A mediados de la década del 80, la industria pensaba que para el año 2000 habría unos 900 mil teléfonos celulares en el mercado mundial. Se quedaron cortísimos: Durante los primeros días del milenio se vendían 900 mil teléfonos cada 19 horas en todo el mundo. En 2006 salieron al mercado cerca de 950 millones de aparatos y se calcula que en 2007 esa cifra superará los mil millones.

La Argentina es uno de los países donde la cantidad de celulares supera a la de habitantes: Ya hay más de treinta millones de teléfonos móviles, que se utilizan para buscar información sobre lugares históricos, tomar fotos, filmar y escuchar música. Los celulares se están convirtiendo en las tecnologías culturales por antonomasia de toda una generación.

2: Mapas virtuales. A priori, herramientas como Google Earth, que permite ver fotografías satelitales de todas las calles y techos de Rosario, por ejemplo, podrían parecer inútiles. Pero los mapas se están convirtiendo progresivamente en plataformas de intervención y registro social.

Muchos usuarios, por ejemplo, seleccionan una fotografía aérea del barrio de su infancia y escriben textos como “aquí vivía mi primera novia”, “esta es la plaza donde jugábamos”.

Es más, ya existen mapas específicos, que muestran el territorio marcado por alguna temática particular. Dan cuenta de ello sitios como GarbageScout.com (que muestra objetos en desuso de la ciudad de New York) y Whereihadmyfirstkiss.com (un mapa en el que las personas marcan dónde dieron su primer beso).

Aunque no hay que ir tan lejos. Hasta en Rosario hay mapas virtuales. El proyecto Un Millón de Miradas de la Oficina de Derechos Humanos de la Secretaría de Cultura y Educación propone a los internautas marcar el mapa de la ciudad dejando mensajes sobre la situación de los derechos humanos.

Es más, hasta la Biblia tiene un mapa virtual. El sitio biblemap.org permite localizar sobre el mapa de Oriente Medio cualquier lugar citado en el Libro Sagrado.

3. Arte digital: También conocido como Net Art, el arte digital es una de las vertientes que más está creciendo. Nuevos artistas con propuestas tan extrañas como innovadoras están asumiendo el rol más difícil que un artista puede asumir: Ser contemporáneo de su época, de los materiales y de las formas productivas de su tiempo.

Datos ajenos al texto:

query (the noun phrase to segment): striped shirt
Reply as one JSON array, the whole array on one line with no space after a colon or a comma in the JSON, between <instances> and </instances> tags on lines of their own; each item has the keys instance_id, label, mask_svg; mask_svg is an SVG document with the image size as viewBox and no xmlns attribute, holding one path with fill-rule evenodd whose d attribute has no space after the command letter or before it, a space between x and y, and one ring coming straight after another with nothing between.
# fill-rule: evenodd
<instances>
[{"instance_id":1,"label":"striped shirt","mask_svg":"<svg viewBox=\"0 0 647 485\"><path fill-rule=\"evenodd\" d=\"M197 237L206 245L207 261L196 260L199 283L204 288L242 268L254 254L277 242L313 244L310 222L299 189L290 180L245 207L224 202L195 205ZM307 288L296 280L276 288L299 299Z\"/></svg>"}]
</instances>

Gustavo Romano es uno de los argentinos pioneros del net art, uno de los mayores exponentes del rubro. En su sitio web (gustavoromano.com.ar), se explaya sobre sus instalaciones, videos y proyectos para internet. Entre ellos, se pueden ver iniciativas rarísimas como un zoológico cibernético que permite “experimentar los más salvajes virus informáticos enjaulados en nuestro servidor”, o su Pocketlog, un weblog donde durante años Romano publicó todos los días una fotografía de lo que llevaba en sus bolsillos. El net art recién comienza y hay mucha experimentación por delante.

4. Sin cables: La conectividad inalámbrica a internet, también conocida como Wifi, promete ser la próxima revolución social. En la Argentina parece lejano y hasta imposible, pero el modelo se extiende a pasos agigantados. La posibilidad de tener conexión en todo momento, en cualquier lugar, tienta a millones de usuarios del mundo y abriría inimaginables modelos de negocios y formas de relación social.

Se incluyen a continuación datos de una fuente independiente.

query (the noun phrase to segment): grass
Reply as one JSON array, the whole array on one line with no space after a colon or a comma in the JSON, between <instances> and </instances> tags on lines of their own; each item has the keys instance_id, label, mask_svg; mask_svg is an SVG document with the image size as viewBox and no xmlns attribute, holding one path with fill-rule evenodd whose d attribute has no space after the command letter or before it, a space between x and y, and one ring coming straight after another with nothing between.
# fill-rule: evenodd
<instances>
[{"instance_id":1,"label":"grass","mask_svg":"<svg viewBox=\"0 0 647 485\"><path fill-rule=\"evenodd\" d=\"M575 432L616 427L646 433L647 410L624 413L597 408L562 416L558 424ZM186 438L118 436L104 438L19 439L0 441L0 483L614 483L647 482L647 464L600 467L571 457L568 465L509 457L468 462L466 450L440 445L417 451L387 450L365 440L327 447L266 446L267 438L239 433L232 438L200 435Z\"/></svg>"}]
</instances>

FON (fon.es) es la mayor comunidad WiFi del mundo, que promueve que la personas compartan su conexión a internet así todos pueden tener acceso.

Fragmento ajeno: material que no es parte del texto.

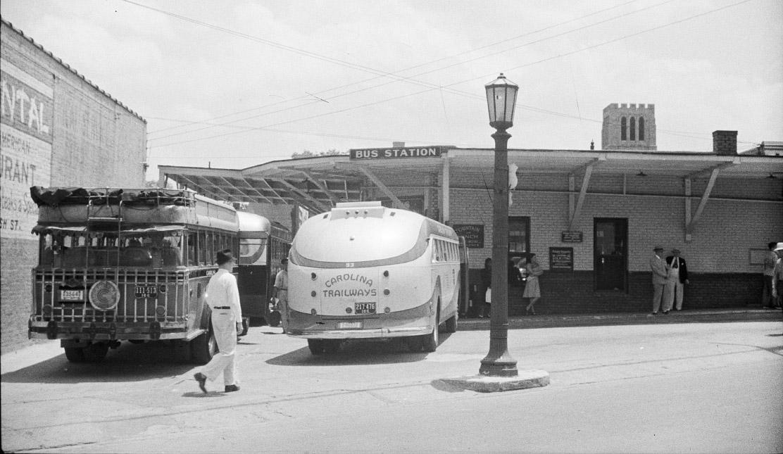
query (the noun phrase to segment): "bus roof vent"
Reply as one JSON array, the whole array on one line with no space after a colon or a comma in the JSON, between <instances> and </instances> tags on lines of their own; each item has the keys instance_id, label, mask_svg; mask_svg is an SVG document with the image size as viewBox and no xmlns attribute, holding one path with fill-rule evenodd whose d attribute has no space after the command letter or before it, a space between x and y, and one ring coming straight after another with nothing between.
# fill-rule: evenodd
<instances>
[{"instance_id":1,"label":"bus roof vent","mask_svg":"<svg viewBox=\"0 0 783 454\"><path fill-rule=\"evenodd\" d=\"M338 202L332 208L331 220L349 218L383 218L386 207L381 202Z\"/></svg>"}]
</instances>

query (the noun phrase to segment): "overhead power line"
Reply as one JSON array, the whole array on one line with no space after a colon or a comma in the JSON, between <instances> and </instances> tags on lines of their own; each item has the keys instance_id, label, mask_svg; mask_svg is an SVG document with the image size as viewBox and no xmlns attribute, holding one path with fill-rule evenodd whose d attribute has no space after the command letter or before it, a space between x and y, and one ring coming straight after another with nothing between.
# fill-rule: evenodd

La conexión sin cables tendrá un profundo impacto en la búsqueda de información, por ejemplo. Ya no hará falta ubicarse detrás de un escritorio para estar conectado. Sacará la web a la calle.

5. Mundos virtuales: La web genera pequeñas revoluciones año a año. La Wikipedia y los blogs han cambiado para siempre la arquitectura de participación de la red, es decir, su política. Pero la pregunta más difícil es, siempre, cuál es el paso siguiente.

Los mundos virtuales como Second Life, un videojuego de simulación donde más de 2 millones y medio de personas construyen objetos y colaboran entre sí (hasta una economía virtual tiene), para muchos son la vista previa de la internet del futuro: alto grado de participación, interfaces en tres dimensiones y herramientas para editar y compartir imágenes, videos y textos.

Prestigiosas universidades como Harvard y Stanford están desarrollando en esos entornos sus emprendimientos educativos. Incluso en la Argentina se realizan experiencias de ese tipo. La Red de Escuelas Medias del gobierno de la ciudad de Buenos Aires está proyectando en Second Life un video con experiencias de docentes, y la Fundación Argentonia inauguró la Primera Muestra de Arte Argentino en un mundo virtual, con obras de Xul Solar, Emilio Pettoruti, Antonio Berni y Lino Spilimbergo.

6. Especialización y participación: La tendencias más pronunciadas en materia de medios son la especialización de los contenidos y la participación de los lectores y usuarios. Los medios tradicionales que se sumergen en las procelosas aguas de la web y la emergencia de los nuevos medios dan cuenta de ello. Ya existen nanomedios (medios especializados) dedicados a la gastronomía (directoalpaladar.com, por ejemplo), el cine (blogdecine.com) y los autos (motorpasion.com), entre muchos otros temas.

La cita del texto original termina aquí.